Só existe esse momento para tentar plantar algo de bom e construtivo, algo que faça valer a existência pela plenitude de cada momento, sem a espera de nada em troca. Fazendo isso, se o futuro vier, será bem vindo - como diria Lou Reed: “você só vai colher o que plantar”. E se não vier, tudo bem, a vida foi eterna enquanto durou.

segunda-feira, 19 de julho de 2010

Bagunça


Acho que prefiro
Mas não tenho certeza
Se tento me encontrar nesse delírio
De procurar não me perder


E encontro um motivo
Para tentar me buscar perdido
Procurando me achar
Mas sem certeza de me querer

Imagem: O carnaval de Arlequim, Joan Miró

quarta-feira, 7 de julho de 2010

A peça


Imagem: Catalan Landscape: The Hunter, Joan Miró

***

No início a peça achava que fazia parte do tabuleiro de xadrez.

Começou pretensiosa, queria ser rei, rainha.
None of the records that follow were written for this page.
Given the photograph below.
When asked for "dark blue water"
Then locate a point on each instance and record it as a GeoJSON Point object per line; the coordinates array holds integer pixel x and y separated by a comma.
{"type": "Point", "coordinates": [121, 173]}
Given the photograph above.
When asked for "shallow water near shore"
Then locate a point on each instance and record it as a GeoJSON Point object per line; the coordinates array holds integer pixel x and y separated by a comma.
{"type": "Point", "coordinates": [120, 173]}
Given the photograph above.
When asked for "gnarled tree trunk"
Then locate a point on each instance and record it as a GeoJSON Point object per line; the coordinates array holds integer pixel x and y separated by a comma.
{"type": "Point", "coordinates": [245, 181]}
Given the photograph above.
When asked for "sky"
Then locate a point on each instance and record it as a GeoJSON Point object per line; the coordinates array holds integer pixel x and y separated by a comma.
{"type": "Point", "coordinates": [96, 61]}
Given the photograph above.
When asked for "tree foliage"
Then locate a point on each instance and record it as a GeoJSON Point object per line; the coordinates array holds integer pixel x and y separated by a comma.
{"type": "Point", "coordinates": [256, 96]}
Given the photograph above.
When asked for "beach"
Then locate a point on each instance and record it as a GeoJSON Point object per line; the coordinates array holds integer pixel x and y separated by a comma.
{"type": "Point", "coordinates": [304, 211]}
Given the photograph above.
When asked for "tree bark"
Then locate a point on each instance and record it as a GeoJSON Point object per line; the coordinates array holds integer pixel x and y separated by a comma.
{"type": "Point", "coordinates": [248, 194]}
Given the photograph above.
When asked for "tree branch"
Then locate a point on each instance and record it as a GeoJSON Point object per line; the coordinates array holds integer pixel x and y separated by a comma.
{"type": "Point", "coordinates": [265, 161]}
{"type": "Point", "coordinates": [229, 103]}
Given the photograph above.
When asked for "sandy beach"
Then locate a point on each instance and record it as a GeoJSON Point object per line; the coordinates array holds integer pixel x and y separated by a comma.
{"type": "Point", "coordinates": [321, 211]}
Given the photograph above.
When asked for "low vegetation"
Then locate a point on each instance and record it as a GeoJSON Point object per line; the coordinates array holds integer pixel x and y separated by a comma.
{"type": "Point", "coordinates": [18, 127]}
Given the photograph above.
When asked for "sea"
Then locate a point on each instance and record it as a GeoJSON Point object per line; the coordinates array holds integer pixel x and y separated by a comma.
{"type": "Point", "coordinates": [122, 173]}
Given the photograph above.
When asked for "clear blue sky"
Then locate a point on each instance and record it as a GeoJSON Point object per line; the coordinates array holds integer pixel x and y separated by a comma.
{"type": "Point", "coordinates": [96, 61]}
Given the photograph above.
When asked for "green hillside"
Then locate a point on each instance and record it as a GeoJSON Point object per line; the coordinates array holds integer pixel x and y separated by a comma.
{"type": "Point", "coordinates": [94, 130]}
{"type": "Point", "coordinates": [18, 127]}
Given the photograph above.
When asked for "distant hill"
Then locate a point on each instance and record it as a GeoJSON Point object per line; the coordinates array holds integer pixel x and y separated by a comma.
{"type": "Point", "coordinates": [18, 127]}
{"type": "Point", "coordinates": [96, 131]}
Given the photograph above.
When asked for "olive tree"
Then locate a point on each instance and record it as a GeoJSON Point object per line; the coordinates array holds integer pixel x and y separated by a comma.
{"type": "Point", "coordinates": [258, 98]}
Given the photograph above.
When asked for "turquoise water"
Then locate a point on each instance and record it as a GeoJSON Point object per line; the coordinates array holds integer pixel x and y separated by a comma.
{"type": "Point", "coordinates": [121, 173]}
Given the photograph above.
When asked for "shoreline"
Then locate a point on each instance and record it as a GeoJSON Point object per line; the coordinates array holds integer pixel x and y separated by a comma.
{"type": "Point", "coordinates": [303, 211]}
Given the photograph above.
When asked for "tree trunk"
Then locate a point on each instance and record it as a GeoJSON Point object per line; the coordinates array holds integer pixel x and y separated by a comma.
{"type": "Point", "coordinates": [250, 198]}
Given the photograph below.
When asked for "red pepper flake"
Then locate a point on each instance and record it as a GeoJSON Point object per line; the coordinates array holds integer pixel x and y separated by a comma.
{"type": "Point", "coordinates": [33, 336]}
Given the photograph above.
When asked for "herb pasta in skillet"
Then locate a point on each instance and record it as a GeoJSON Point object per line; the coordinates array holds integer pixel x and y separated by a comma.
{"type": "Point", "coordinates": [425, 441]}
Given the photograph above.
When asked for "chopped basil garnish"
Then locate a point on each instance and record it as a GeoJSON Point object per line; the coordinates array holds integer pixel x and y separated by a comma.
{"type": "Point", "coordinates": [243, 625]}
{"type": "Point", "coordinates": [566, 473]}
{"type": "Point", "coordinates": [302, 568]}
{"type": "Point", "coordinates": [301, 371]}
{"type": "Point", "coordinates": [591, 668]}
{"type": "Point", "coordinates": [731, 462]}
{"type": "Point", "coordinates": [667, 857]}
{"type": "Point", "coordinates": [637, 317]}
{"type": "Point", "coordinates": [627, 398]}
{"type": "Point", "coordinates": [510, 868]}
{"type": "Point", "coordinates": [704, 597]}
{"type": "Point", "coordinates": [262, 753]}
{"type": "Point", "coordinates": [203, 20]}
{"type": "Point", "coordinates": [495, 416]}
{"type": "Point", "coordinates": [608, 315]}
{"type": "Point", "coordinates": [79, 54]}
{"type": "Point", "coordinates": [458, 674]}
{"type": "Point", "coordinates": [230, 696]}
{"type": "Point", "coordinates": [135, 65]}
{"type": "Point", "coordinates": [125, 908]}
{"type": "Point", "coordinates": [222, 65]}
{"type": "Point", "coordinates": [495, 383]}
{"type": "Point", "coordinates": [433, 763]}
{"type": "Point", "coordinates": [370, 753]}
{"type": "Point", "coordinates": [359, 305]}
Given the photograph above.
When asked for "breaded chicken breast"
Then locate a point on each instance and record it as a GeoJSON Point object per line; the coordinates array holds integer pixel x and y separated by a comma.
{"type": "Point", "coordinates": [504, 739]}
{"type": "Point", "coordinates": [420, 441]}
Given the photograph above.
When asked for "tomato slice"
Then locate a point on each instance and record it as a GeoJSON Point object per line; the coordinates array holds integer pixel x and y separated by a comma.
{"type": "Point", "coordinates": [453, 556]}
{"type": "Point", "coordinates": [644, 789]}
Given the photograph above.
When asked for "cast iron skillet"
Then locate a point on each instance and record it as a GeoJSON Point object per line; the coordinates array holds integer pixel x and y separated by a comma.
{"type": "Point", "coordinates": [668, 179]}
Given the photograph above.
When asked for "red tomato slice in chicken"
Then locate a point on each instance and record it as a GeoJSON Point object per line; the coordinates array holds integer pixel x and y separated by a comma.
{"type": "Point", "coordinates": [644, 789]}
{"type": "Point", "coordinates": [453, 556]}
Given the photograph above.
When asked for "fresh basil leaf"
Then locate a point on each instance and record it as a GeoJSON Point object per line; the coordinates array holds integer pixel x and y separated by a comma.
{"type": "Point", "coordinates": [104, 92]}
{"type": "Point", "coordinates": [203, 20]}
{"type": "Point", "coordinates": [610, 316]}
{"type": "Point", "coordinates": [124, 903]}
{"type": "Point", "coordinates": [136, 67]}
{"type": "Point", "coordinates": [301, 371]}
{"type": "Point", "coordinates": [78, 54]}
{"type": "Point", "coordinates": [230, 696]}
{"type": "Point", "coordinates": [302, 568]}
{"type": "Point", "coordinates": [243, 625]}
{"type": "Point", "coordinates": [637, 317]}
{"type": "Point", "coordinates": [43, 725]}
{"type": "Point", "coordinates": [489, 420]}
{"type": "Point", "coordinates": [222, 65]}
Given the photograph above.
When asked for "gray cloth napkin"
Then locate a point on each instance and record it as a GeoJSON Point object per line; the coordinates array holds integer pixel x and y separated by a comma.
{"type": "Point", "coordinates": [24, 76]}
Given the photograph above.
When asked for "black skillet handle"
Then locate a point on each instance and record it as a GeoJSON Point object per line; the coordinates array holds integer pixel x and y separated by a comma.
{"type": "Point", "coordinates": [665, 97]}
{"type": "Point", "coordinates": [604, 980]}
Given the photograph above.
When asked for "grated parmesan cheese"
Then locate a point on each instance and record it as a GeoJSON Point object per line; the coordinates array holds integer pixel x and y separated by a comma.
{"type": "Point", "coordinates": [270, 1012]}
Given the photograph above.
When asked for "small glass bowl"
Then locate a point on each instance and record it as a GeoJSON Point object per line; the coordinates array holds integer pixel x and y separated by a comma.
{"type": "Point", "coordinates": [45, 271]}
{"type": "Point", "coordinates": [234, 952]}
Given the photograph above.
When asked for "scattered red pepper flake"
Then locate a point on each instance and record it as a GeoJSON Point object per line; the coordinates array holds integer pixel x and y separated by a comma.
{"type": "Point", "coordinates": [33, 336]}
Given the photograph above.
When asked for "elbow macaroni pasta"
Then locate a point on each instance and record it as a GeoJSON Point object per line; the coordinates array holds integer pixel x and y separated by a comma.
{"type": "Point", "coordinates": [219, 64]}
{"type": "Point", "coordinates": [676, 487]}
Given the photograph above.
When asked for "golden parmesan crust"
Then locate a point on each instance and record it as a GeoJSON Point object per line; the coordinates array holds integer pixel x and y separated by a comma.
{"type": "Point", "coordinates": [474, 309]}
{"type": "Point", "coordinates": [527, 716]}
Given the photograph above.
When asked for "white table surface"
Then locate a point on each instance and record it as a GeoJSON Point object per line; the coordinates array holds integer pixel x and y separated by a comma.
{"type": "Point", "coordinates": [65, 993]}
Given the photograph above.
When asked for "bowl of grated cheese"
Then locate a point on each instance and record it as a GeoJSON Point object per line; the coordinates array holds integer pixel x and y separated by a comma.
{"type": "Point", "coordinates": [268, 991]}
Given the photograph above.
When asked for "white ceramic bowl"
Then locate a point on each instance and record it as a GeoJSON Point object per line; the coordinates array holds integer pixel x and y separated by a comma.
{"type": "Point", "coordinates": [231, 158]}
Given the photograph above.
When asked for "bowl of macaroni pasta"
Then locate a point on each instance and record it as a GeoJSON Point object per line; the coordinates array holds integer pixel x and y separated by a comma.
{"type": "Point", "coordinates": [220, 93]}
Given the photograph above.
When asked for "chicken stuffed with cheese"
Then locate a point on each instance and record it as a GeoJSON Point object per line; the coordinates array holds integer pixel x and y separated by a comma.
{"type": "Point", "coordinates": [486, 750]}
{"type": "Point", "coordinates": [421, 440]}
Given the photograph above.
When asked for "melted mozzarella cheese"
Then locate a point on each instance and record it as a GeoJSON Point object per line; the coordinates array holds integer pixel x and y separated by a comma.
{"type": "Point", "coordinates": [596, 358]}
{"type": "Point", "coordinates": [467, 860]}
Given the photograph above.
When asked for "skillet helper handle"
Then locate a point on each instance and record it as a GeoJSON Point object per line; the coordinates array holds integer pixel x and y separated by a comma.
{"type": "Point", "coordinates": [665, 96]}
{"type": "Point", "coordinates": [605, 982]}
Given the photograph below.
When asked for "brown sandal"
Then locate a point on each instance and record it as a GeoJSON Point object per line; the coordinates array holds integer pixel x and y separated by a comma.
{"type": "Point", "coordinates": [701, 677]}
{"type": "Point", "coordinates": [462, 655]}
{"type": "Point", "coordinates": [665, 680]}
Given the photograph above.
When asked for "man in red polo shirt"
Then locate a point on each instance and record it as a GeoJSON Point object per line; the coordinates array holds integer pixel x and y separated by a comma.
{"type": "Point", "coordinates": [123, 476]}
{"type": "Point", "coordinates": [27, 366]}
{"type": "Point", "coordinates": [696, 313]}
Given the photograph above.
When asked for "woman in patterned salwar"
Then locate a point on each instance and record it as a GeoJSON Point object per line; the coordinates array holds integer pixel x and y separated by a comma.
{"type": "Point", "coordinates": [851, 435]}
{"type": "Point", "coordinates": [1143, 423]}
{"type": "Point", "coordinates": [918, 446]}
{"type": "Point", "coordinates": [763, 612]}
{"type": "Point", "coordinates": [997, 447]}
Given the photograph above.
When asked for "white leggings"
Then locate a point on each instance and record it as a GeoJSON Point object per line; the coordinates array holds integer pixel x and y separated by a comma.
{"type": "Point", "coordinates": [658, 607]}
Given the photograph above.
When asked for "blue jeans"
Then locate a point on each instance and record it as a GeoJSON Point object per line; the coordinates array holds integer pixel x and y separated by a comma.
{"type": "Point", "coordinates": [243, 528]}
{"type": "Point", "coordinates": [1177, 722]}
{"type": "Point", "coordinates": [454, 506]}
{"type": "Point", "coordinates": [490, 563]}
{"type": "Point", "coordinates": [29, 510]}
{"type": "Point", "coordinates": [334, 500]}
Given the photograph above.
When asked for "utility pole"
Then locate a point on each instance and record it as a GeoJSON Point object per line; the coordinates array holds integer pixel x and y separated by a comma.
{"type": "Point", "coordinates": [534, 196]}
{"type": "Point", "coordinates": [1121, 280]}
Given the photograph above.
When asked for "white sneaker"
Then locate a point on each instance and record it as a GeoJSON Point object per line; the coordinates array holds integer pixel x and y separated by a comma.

Após a primeira derrota, antes mesmo de entrar em campo, cobiçou ao menos o posto de um bispo ou de uma torre. Perdida a prepotência inicial, deixou-se estar entre os peões. Mas a recepção não foi calorosa.

Lhe empurraram para fora do tabuleiro, era diferente deles. A cor não era a mesma, o desenho não era o mesmo, tudo era estranho ao mundo das peças de xadrez. Sem nenhuma utilidade específica, a peça ficou de canto em canto obstruindo passagem, ocupando espaços alheios e importunando o campo de visão das outras até resolver ir embora.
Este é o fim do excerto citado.